First, this guide gives you basic clues to follow in writing all papers. Then it gives you individual sections with step-by-step guidelines for fulfilling specific types of writing assignments. There are also brief, clear guides for using transitions, and revision and editing checklists for reviewing your drafts. If you refer to the suggestions below, to the guidelines for your specific assignment, and to the checklists, you should be able to save time and increase the effectiveness of your writing.
Not all of the following suggestions will apply to all forms of writing. Many of them, however, are basic to almost all types of writing. Go through the list, and take note of those that are appropriate to your particular assignment. Take them into consideration while you are writing your paper.
Basic Clues to Follow in All Paper Writing:
I. Make sure that you understand the specific requirements and limitations of the assignment. Ask your instructor questions if you do not understand, and/or call, write (email@example.com) or visit the Metropolitan State University Writing Center.
II. Prewriting: Make sure you think through your ideas for the paper before you actually start writing. A writing project involves several separate activities: planning, collecting data, drafting the first version, revising, editing, and proofreading. Planning is probably the most important because it will make the others go more smoothly. Set aside some time specifically to plan your document. Here are some things to think about when you plan:
A. Determine the nature of your audience. The people who will read the paper greatly influence the kind of information you present and the way you present it. Whom are you informing? Why are you presenting this information to them? How are they to use the information?
B. Limit your topic so that it is workable. The more specific your topic is, the less information you have to manage. For example, "Free Trade" would be an impossibly broad topic to cover, but "The Economic Effects of Free Trade on the U.S. Clothing Industry" might be workable. Get the purpose of the assignment clearly in mind. As you begin collecting information, state your topic in the form of a question or problem. For example, what effect will free trade have on the clothing industry?
C. Assemble as much information as you can that deals with your limited topic. Be reasonable about this. Obviously, a three-page paper would not require the review of as much information as a research paper would require. Don't get so bogged down in information that you can't write the paper.
D. On the basis of that information, decide on your position. Read over our information, paying attention to pro and con arguments as well as to facts and figures. Then decide what position you want to take or which way you want to approach the information.
E. Decide what form of presentation is most appropriate for the approach you want to take and the nature of your audience. For examples of possible forms, see assignment guidelines.
F. Decide what general subtopics the paper should cover. How many sections should the paper be divided into? What topics should be placed in each section? In what order should the sections be arranged?

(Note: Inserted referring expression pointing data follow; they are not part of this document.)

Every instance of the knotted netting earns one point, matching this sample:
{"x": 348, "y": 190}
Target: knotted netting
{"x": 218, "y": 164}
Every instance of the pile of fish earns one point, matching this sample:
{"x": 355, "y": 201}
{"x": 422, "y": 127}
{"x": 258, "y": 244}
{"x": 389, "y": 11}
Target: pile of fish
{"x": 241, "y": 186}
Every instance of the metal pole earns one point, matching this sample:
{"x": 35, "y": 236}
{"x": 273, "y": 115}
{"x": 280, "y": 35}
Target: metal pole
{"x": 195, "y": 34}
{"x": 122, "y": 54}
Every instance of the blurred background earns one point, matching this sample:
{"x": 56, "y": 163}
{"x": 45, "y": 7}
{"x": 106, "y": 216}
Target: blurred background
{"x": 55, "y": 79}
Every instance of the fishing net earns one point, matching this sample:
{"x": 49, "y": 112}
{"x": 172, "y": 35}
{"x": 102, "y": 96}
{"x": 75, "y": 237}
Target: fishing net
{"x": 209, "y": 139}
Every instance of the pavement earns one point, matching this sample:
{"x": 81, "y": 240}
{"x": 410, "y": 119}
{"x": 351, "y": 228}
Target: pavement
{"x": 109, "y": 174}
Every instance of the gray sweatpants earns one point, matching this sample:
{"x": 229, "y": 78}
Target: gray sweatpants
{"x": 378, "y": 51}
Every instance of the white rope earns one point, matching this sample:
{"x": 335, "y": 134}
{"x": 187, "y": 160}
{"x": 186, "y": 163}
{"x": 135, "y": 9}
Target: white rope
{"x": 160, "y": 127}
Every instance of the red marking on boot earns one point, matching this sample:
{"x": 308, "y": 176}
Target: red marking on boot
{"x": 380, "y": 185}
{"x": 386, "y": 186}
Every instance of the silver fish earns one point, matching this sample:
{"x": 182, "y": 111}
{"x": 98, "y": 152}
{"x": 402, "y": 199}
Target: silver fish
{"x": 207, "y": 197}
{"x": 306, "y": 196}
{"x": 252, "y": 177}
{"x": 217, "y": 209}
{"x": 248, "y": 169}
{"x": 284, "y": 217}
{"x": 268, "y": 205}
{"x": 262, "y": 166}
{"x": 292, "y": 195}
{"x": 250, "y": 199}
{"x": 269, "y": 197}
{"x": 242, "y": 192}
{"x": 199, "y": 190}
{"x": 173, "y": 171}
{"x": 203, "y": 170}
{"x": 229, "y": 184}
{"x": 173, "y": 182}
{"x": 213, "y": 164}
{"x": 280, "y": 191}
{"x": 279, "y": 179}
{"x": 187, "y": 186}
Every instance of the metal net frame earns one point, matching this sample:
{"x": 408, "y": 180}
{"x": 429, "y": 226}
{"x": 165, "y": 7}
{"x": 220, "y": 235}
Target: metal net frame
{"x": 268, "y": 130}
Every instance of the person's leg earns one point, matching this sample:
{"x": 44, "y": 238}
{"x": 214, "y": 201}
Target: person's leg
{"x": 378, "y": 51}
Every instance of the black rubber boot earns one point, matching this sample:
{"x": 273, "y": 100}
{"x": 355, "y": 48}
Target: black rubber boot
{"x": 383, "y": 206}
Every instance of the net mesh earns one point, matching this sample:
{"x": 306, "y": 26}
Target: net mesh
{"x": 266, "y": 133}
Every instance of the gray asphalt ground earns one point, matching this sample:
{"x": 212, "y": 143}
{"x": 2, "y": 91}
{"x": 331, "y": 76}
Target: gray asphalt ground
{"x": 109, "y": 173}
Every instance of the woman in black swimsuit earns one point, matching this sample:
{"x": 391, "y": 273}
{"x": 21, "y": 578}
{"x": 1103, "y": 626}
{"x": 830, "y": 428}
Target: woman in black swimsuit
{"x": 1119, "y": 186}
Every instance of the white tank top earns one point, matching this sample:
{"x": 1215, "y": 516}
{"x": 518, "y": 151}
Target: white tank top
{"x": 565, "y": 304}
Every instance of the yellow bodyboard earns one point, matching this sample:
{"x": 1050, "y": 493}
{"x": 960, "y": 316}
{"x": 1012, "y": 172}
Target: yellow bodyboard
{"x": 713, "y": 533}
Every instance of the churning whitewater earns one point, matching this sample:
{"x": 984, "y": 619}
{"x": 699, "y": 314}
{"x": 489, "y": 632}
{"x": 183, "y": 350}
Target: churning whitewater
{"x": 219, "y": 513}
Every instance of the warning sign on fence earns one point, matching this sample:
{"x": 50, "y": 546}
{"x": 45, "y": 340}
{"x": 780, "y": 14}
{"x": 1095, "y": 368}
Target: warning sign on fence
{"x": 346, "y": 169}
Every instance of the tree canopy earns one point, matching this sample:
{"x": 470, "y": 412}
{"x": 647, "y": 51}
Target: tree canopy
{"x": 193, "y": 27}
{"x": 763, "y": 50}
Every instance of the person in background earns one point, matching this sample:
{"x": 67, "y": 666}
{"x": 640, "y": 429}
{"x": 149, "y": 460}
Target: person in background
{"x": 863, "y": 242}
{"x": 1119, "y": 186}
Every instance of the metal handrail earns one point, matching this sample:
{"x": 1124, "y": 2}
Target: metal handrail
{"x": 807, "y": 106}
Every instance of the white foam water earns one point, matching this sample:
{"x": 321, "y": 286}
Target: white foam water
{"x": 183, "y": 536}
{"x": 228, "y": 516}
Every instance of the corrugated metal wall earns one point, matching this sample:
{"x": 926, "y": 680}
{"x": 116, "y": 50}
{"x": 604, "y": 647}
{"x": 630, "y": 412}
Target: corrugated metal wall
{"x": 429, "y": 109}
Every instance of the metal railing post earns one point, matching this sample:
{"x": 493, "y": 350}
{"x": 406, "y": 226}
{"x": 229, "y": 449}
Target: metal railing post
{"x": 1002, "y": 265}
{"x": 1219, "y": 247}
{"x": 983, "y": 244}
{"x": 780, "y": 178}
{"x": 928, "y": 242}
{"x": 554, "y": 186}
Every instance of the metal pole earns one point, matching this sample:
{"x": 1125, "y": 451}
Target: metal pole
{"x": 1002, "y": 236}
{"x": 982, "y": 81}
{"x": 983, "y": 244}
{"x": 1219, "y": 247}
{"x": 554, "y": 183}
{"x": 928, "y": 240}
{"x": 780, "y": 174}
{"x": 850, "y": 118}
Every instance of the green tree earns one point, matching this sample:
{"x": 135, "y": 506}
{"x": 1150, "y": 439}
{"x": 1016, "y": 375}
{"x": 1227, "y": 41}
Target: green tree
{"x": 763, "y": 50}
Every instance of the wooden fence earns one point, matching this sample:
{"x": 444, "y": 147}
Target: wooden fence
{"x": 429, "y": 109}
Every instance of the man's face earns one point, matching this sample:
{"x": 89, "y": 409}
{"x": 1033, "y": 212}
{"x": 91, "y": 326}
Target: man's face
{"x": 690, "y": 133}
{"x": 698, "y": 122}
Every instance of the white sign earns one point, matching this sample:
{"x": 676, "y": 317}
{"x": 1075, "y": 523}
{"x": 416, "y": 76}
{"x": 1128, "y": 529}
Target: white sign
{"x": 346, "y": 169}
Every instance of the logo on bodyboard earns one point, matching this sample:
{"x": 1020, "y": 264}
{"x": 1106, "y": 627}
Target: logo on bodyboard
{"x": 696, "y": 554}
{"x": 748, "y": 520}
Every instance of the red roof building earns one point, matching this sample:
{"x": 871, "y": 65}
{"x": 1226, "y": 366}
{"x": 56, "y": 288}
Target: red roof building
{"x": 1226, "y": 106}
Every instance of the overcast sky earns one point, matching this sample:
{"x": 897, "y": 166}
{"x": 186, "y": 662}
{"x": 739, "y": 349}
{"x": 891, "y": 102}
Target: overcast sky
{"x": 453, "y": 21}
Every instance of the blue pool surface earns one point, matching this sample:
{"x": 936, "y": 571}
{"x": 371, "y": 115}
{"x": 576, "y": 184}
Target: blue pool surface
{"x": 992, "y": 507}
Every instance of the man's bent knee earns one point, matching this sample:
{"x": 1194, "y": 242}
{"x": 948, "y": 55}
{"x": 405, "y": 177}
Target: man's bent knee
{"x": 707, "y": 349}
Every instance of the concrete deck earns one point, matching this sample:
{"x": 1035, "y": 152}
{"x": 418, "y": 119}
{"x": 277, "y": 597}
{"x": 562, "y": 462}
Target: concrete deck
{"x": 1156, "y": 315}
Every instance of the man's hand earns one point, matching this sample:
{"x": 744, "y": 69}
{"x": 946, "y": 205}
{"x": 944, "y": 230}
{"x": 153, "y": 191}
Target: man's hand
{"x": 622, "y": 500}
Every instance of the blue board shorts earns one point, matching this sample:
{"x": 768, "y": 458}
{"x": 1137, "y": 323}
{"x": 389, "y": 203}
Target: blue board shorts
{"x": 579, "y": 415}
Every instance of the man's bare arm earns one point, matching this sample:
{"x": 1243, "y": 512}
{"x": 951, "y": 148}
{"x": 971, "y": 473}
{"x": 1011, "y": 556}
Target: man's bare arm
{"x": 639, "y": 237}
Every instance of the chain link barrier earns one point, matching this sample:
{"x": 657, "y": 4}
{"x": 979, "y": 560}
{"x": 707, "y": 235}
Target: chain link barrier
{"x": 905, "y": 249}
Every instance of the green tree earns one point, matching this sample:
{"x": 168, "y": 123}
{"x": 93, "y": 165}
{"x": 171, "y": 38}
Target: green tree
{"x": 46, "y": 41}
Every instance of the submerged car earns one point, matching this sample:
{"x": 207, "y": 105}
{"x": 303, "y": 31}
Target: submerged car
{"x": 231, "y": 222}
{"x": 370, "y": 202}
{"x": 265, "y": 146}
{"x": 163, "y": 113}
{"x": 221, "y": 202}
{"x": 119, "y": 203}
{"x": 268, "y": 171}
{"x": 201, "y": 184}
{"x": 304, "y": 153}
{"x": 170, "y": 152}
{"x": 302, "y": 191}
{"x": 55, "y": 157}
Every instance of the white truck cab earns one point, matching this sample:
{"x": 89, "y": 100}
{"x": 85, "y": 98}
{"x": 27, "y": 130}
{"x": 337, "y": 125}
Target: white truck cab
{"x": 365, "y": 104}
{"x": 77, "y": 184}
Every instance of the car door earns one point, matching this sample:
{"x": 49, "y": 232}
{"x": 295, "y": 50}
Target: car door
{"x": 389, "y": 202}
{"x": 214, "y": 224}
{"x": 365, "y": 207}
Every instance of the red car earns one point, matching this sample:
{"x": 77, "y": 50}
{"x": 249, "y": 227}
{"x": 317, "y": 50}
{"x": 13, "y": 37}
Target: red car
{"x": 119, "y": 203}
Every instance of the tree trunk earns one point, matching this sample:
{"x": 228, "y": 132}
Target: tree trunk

III. Writing the first draft. Make sure that you keep in mind the following important points in drafting a paper.
A. After you have decided what approach you want to take, write down a purpose statement. Let your purpose statement help you limit your topic. You must make sure that your position or main idea is completely clear to your reader. The best way to do that is to begin with a purpose statement which does three things.
1. Tells the limits of your topic.
2. Expresses your position or main idea.
3. Gives a reason for that position (or indicates your approach or method of development if there are more reasons than can be listed in one sentence).
Example: "Since the continued economic health of U.S. industry depends on equalizing the international balance of payments, the free trade of ready-to-wear clothing will eventually benefit the U.S. clothing industry."
(1) limits the topic (ready-to-wear clothing, U.S. clothing industry)
(2) expresses a position (will eventually benefit)
(3) gives a reason (Since....balance of payments)
A purpose statement will also help you keep track of where you are going while you are writing the paper. This is especially appropriate in an essay type of paper, but all papers should have a main idea or clear governing concept.
B. After writing a rough draft, organize your paper so that each paragraph deals with a particular aspect of the problem and provides support for your paper's main point. Make sure that each paragraph or section follows logically from the paragraph or section preceding it. Use repetitions of key words and concepts and transition words to emphasize the way sections relate to each other. (See Revision Checklist)
C. Define any terms which are important to your presentation or which your audience might not understand.
D. Keep on track. Each sentence should relate to the topic and purpose of the paragraph it's in. Make sure the reader understands how the points relate to each other.
E. Make sure that your information is correct, and that you can provide proof of its being correct, that statements and figures are quoted accurately, and that you provide citations for all quotations, figures, paraphrases, and reused arguments.